The Best (and Worst) Best Dad Jokes of All Time 👋

Looking for the best dad jokes of all time? You’ve found the ultimate collection of the funniest, most legendary dad jokes that have stood the test of time! From timeless one-liners to groan-worthy punchlines, these jokes are sure to get the best reactions every time. Perfect for any occasion, these best dad jokes of all time will make you the life of the party, whether you’re sharing them with friends, family, or co-workers. Explore our top-rated dad jokes and discover why they’ve remained favorites for so long!
Why do interns make the best Dungeons and Dragons players? They do it for the Experience.
Stephen Hawking was a master at the violin He had an adept understanding of string theory
There is a reason why Daniel Craig has grey hair in the new James Bond film. It's because he's got 'No Time to Dye'.
After a fire, the corpse of a man is found in a burned-out warehouse. The investigation found that he first set a fire, ate an excessive amount of salt, then used a contraption to bury himself in tons more. The investigators concluded that his self-preservation instinct must have kicked in.
I’m 3’6”, which makes certain daily tasks extremely difficult. Recently, I spent a good 10 minutes in my local supermarket wondering how to get the pasta down from the top shelf.

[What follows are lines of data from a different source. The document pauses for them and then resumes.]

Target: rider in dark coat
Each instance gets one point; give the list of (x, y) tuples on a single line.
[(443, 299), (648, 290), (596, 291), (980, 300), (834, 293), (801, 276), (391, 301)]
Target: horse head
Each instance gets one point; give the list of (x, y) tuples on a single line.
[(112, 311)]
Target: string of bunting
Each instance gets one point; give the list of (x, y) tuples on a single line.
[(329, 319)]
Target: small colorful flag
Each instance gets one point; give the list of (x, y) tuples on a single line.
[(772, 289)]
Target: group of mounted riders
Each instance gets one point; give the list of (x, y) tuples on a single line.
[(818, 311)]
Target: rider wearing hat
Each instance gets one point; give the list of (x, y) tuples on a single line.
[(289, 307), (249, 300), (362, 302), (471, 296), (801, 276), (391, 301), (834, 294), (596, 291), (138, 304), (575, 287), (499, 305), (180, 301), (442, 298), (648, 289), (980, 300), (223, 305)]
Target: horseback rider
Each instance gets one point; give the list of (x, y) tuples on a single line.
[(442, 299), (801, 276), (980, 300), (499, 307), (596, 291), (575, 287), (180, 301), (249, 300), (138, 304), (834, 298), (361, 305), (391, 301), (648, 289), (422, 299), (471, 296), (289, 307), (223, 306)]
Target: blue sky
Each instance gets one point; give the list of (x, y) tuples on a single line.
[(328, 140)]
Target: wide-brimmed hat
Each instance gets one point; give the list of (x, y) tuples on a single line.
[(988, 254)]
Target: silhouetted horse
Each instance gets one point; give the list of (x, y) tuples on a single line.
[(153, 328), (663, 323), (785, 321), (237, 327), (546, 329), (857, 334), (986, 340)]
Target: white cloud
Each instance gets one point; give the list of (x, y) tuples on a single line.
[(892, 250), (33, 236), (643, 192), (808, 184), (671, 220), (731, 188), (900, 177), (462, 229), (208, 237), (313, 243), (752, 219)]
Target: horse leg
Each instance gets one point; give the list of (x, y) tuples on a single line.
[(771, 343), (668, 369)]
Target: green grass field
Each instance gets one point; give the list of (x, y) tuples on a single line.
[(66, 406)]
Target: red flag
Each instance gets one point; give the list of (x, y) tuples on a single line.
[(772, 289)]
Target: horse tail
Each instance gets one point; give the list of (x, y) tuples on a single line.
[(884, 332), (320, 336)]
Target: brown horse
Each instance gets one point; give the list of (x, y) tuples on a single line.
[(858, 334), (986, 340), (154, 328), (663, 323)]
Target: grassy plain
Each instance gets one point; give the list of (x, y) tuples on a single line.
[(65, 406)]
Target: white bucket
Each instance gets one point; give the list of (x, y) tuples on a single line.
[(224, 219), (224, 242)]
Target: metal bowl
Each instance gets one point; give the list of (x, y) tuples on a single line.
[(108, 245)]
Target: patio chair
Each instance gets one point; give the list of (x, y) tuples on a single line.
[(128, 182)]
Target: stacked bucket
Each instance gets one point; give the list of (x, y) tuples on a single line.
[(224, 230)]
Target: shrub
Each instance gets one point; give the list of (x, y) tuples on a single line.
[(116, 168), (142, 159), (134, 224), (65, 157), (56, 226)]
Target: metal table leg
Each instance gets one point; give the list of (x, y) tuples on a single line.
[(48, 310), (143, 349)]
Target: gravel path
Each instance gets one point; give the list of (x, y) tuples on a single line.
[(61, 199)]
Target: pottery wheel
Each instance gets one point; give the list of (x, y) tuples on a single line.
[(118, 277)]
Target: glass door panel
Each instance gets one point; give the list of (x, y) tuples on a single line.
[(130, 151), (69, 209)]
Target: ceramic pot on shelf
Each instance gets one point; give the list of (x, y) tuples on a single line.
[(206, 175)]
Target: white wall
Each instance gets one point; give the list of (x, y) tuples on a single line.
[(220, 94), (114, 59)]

Then suddenly the penne dropped.
Why are elevator jokes so classic and good They work on many levels.
A guy walks into a bar with a giraffe.They both drink a beer and go to walk out the door but the giraffe collapses on the floor.The guy carries on leaving the bar and the bartender shouts.... 'hey, you can't leave that lyin' there! The guy replies....It's not a lion,it's a giraffe!

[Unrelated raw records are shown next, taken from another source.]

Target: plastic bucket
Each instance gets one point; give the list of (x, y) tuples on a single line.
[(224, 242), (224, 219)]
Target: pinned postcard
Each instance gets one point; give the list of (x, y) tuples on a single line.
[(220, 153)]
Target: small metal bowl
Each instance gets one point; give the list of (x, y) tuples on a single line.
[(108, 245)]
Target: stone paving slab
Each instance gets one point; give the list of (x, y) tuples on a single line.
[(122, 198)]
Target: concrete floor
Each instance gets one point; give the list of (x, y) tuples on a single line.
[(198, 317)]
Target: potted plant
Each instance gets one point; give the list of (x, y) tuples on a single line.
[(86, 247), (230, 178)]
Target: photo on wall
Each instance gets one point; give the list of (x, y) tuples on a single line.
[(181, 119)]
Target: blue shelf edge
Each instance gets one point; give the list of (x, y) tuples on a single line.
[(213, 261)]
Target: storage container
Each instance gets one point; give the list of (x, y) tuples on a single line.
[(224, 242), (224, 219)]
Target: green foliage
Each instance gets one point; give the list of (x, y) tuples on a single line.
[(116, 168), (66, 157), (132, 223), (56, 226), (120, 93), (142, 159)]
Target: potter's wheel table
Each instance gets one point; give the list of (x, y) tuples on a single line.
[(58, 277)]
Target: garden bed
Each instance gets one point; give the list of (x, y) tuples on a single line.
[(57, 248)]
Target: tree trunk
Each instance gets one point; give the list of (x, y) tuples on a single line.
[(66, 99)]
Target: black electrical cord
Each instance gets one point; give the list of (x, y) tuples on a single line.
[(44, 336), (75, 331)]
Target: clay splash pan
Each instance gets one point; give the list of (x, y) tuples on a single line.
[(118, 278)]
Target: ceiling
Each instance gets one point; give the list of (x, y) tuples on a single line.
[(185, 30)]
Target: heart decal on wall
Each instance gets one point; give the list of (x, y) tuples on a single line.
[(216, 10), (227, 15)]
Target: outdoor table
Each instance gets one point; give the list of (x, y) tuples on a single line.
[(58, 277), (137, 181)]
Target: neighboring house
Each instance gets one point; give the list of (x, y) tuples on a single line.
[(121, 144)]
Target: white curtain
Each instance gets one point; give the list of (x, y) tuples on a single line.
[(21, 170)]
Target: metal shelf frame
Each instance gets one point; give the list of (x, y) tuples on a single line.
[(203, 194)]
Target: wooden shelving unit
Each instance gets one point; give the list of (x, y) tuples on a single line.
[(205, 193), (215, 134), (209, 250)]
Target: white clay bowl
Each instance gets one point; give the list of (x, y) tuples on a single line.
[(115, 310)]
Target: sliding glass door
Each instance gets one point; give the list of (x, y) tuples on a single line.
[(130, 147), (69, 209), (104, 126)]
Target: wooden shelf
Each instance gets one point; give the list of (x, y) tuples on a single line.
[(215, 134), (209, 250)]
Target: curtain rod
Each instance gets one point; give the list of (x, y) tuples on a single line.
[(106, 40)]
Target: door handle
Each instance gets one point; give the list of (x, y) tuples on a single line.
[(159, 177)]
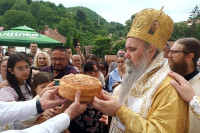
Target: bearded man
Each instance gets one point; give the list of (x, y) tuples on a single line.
[(146, 102), (59, 61), (182, 59)]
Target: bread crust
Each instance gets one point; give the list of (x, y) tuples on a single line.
[(89, 86)]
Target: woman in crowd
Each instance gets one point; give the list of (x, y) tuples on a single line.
[(19, 86), (88, 122), (77, 63), (3, 69), (40, 81), (41, 60), (103, 67), (115, 77)]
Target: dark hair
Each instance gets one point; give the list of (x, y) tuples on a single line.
[(105, 64), (13, 59), (60, 48), (168, 46), (191, 45), (4, 59), (40, 78), (67, 47), (30, 55), (91, 57), (120, 55), (89, 66)]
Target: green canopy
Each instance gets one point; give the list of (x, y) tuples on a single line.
[(22, 36)]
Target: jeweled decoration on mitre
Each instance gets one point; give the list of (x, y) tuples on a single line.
[(152, 26)]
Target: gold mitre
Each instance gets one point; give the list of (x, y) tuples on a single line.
[(152, 26)]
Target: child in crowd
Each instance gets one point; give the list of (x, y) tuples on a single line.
[(19, 86), (40, 81)]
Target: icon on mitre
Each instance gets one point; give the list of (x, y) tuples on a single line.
[(154, 26)]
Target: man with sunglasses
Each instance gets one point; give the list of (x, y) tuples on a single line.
[(59, 60), (182, 59)]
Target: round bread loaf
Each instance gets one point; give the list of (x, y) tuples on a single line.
[(89, 86)]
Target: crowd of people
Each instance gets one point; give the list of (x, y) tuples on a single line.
[(151, 87)]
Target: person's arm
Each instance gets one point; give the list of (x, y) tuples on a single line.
[(186, 92), (110, 83), (168, 112), (78, 50), (58, 123), (12, 111)]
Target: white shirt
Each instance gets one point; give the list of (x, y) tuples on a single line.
[(12, 111), (56, 124)]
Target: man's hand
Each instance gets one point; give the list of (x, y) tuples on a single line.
[(51, 99), (50, 86), (76, 108), (78, 48), (183, 87), (107, 105)]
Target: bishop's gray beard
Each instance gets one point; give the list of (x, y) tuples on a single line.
[(132, 74)]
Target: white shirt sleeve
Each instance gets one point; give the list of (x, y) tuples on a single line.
[(12, 111), (56, 124)]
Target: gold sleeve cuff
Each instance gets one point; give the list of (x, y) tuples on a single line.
[(195, 106), (120, 113), (36, 97)]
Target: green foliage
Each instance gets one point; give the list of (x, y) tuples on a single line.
[(76, 22), (102, 46), (65, 26), (13, 18)]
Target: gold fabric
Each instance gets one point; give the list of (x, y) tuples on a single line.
[(168, 114), (195, 106), (194, 121), (152, 26)]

My new book I wrote about improving your basement just sold its millionth copy. Its officially a best cellar.
I visited a load of French towns doing impressions of Star Trek characters. Dunkirk?Yea, did all of them.

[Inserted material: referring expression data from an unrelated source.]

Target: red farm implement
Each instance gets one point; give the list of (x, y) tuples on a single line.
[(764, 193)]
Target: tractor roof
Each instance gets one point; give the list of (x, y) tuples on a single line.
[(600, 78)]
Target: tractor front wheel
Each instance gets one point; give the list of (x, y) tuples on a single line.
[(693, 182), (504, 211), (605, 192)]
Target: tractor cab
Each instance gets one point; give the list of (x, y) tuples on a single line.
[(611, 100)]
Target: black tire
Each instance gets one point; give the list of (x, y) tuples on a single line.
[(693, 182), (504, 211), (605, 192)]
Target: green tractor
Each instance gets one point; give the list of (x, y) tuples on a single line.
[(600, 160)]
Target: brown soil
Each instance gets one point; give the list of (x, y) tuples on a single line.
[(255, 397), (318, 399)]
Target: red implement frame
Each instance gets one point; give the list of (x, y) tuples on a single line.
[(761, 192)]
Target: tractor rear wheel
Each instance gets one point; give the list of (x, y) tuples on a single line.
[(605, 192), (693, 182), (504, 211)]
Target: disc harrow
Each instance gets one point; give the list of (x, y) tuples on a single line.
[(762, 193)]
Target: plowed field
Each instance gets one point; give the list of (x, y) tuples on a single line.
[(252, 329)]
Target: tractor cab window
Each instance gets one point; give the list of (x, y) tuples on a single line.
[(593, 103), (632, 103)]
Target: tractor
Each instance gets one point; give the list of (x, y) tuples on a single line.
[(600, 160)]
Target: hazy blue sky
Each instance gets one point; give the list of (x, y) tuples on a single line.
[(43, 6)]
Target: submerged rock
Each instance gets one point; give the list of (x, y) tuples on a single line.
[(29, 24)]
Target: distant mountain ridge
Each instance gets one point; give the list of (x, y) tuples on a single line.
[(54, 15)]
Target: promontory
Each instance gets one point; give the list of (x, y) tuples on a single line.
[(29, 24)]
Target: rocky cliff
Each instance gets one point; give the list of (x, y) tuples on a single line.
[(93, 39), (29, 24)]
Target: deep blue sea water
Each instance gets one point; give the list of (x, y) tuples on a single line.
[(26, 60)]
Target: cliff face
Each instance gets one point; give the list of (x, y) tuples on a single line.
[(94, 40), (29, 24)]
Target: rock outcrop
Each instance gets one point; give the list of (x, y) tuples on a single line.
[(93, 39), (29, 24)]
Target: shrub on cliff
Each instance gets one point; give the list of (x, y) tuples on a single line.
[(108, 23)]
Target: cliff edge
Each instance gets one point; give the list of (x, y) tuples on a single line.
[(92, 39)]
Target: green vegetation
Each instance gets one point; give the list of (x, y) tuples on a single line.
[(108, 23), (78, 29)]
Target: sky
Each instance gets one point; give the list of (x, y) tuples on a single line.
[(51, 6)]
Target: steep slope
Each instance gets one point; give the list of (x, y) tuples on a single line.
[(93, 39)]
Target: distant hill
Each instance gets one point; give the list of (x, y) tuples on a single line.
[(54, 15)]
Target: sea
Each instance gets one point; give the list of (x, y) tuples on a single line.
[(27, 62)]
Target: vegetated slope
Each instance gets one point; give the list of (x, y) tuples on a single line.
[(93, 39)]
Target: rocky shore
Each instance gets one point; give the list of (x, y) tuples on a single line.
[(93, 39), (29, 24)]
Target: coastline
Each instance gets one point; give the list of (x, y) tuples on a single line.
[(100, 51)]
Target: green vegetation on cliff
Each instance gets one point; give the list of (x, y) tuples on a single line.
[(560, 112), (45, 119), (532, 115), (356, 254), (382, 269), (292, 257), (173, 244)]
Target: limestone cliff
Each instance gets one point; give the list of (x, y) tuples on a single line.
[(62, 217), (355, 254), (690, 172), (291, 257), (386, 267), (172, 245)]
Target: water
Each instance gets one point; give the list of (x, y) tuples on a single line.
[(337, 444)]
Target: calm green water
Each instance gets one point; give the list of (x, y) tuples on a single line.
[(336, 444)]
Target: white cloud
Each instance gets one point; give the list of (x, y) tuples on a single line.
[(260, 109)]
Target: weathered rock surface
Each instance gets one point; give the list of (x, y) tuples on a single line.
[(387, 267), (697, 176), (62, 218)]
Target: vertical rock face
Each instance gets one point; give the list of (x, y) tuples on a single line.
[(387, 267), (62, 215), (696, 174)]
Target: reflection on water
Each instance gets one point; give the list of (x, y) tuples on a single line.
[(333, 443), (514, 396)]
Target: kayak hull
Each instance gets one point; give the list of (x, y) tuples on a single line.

What country has the most smart people? Bahrain.
Why did thor have such a hard time accepting his brother was actually a frost giant? He was loki racist
A giraffe walks into a bar and orders a beer. The bartender says “you want a longneck?”The giraffe says “you mean I have a choice?”
I ordered rabbit stew at a pub the other day... The server drops the rabbit stew off at my table and starts walking away. I call him back and say, "There's a hare in my stew."
Good news! I've just inherited an estate from my great grandfather! Bad news, it's a 1975 Volvo...
Why did the ant name its middle segment "Stormbreaker"? Because that was its Thor axe.